Organize your research papers into a personal data hub! Easily combine complex CSV files sourced from https://core.ac.uk (the world’s largest collection of open-access research papers) into a single TXT file in an Excel-friendly format!
- Download CORE-To-Excel.zip from Releases and Extract All...
- Place all TXT or CSV files downloaded from https://core.ac.uk into the "CORE-Data" folder.
- Note: Files will be processed alphabetically, so ensure the newest files are at the end to avoid incorrect checkbox assignments. Files will also be later automatically renamed in numerical order.
- Note: The first line of each file should follow this format:
"workID","oaiID","doi","title","authors","createdDate"
- Launch the CoreToExcelAggregator.jar file. The default separator is "|", changes are not recommended if you plan to proceed to the next step. If the file paths are correct, the play button will be enabled. Press it!
- Note: Place this file in the same folder as the "CORE-Data" and "Excel-Output" folders, and do not rename them. This will allow the automatic path insertion into the text fields upon startup.
- Note: You need to have Java installed. You can download it from https://www.oracle.com/java/technologies/downloads/.

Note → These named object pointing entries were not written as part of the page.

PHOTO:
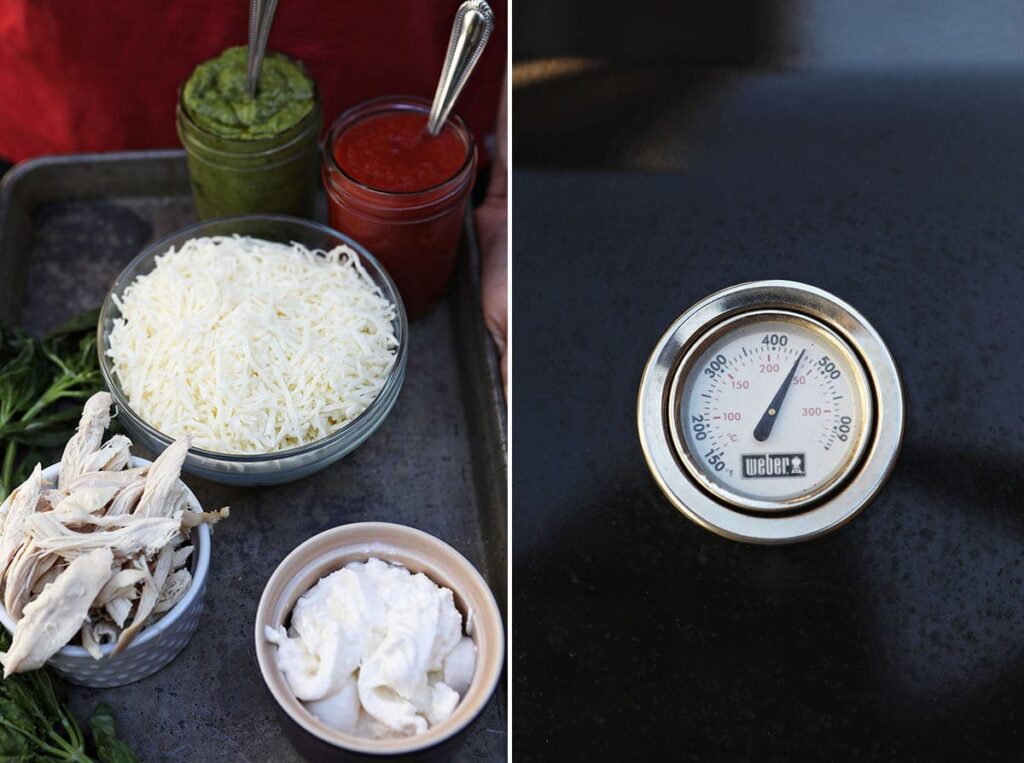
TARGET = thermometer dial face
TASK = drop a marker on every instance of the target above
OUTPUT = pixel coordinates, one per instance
(771, 411)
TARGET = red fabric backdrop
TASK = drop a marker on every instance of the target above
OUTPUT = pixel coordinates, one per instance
(79, 76)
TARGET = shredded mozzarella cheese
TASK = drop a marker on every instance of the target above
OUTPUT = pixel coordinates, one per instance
(252, 346)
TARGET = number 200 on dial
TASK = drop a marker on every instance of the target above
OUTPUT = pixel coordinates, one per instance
(772, 411)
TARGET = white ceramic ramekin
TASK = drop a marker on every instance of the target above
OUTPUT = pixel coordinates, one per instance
(418, 552)
(155, 646)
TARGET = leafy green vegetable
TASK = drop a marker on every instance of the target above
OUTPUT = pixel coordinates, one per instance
(104, 733)
(36, 725)
(37, 381)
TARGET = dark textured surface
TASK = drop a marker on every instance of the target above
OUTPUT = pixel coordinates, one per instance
(210, 704)
(902, 635)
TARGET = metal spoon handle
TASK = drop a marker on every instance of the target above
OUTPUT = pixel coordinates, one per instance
(255, 14)
(263, 34)
(473, 24)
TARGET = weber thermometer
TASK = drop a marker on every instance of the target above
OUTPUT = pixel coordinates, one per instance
(770, 412)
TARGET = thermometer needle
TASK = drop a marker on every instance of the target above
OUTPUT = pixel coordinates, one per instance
(763, 429)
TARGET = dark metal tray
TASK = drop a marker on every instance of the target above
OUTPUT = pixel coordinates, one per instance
(68, 225)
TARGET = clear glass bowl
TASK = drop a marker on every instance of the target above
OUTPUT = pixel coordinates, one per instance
(282, 466)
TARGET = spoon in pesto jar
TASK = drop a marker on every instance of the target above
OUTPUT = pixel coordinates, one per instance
(260, 20)
(473, 24)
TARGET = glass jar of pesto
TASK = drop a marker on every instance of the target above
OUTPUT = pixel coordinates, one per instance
(251, 155)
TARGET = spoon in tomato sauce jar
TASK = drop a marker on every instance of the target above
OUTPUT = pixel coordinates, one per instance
(473, 24)
(397, 187)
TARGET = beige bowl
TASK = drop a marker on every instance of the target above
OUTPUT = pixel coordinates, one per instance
(419, 552)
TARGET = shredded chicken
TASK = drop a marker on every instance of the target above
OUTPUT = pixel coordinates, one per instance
(100, 556)
(95, 419)
(22, 505)
(57, 613)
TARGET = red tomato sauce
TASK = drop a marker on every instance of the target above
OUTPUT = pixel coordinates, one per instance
(392, 152)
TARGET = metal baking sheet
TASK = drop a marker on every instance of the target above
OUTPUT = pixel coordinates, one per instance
(68, 225)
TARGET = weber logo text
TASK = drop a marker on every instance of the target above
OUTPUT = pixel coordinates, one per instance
(775, 465)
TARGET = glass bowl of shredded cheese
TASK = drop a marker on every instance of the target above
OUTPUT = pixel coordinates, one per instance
(276, 344)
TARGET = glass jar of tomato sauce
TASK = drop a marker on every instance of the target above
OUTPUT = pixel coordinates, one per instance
(399, 192)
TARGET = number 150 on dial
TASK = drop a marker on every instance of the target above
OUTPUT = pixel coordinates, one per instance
(772, 411)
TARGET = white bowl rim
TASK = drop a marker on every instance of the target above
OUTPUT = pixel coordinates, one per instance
(361, 745)
(202, 545)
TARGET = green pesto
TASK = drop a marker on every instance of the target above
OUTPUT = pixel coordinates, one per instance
(217, 101)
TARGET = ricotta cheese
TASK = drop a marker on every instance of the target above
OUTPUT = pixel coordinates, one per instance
(377, 651)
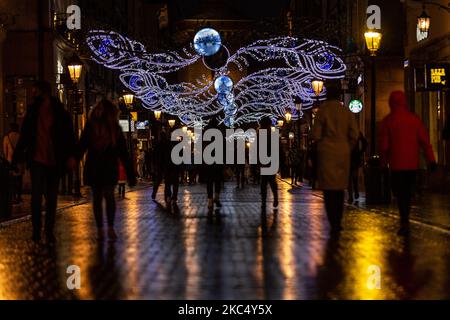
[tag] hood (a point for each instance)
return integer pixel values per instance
(397, 101)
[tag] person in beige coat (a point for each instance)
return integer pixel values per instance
(335, 131)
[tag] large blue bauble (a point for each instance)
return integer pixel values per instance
(225, 99)
(223, 85)
(230, 110)
(229, 122)
(207, 42)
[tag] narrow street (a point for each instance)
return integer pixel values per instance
(236, 253)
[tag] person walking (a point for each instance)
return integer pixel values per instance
(214, 174)
(271, 180)
(122, 180)
(46, 144)
(105, 144)
(356, 162)
(402, 135)
(9, 145)
(335, 132)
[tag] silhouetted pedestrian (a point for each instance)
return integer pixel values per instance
(402, 134)
(105, 144)
(46, 143)
(335, 132)
(356, 162)
(214, 176)
(266, 124)
(9, 145)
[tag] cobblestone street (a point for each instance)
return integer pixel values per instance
(237, 253)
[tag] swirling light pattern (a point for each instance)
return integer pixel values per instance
(267, 92)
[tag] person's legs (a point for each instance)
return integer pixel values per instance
(350, 186)
(274, 187)
(356, 182)
(264, 182)
(175, 186)
(334, 206)
(51, 199)
(97, 205)
(37, 192)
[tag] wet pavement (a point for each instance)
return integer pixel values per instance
(237, 253)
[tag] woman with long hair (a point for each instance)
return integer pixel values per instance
(105, 144)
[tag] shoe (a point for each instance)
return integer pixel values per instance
(112, 233)
(404, 230)
(36, 237)
(100, 234)
(50, 237)
(275, 204)
(210, 204)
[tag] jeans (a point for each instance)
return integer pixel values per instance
(98, 194)
(334, 205)
(402, 186)
(44, 183)
(272, 181)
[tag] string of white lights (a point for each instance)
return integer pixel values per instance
(268, 92)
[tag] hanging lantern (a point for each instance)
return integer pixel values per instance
(128, 99)
(75, 67)
(423, 22)
(373, 41)
(288, 117)
(317, 86)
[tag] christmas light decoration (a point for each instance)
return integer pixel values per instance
(269, 92)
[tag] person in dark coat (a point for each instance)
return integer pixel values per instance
(402, 135)
(158, 162)
(46, 144)
(214, 174)
(266, 124)
(105, 144)
(356, 162)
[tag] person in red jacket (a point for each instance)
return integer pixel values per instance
(402, 134)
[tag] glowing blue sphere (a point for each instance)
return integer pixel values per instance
(225, 99)
(223, 85)
(230, 110)
(229, 122)
(207, 42)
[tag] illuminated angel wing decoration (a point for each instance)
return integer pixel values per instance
(268, 92)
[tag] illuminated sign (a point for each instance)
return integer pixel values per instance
(355, 106)
(436, 76)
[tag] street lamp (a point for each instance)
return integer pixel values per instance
(128, 98)
(157, 115)
(75, 67)
(373, 41)
(317, 86)
(423, 22)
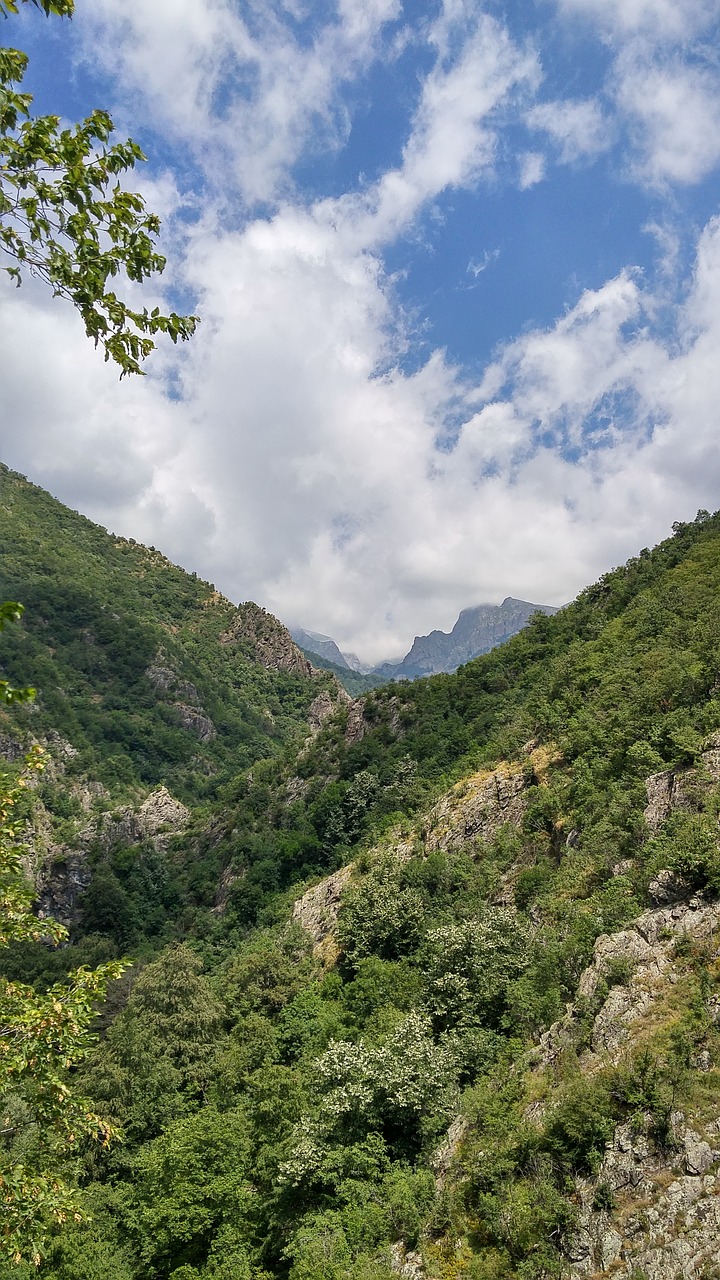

- Open example-Research-Papers-Library.xlsm, and go to: Data → Queries & Connections → double-left-click on "output" → under "APPLIED STEPS" click LMB on "Source" → in the equation bar near the top adjust the path (it should end with "Excel-Output\output.txt").
- Note: If you later change location of output.txt or your main folder, you will need to repeat this step. The Excel workbook itself isn't location dependent.
- Now save and reopen and you're done! The output.txt file should now load automatically upon opening the Excel workbook.
- Note: Checkboxes aren’t automatically populated, but you can easily drag the fill handle to extend them down the first column.
- Tip: If you've completed your library, you can disable the automatic loading of output.txt by navigating to: Data → Queries & Connections → right-click on "output" → Properties... → uncheck "Refresh data when opening the file".
- Tip: For a cleaner view, consider hiding the second and third columns.
- Merging all files into one and fixing formatting issues.
- Deleting redundant research papers from the list.
- Packaging IDs into links for improved usability.
- Dividing each row into 6 parts with 5 specified separators.
- Removing unnecessary symbols and Unicode decoding.
- Excel stuff: checkboxes, conditional formatting, macros...
- Why aggregate already aggregated data? Unfortunately, https://core.ac.uk allows you to download only a maximum of 1000 entries at once, and throwing everything into one folder makes the process much easier.
- This specific CSV format also makes it almost impossible to load the data in a visually acceptable way using Excel alone.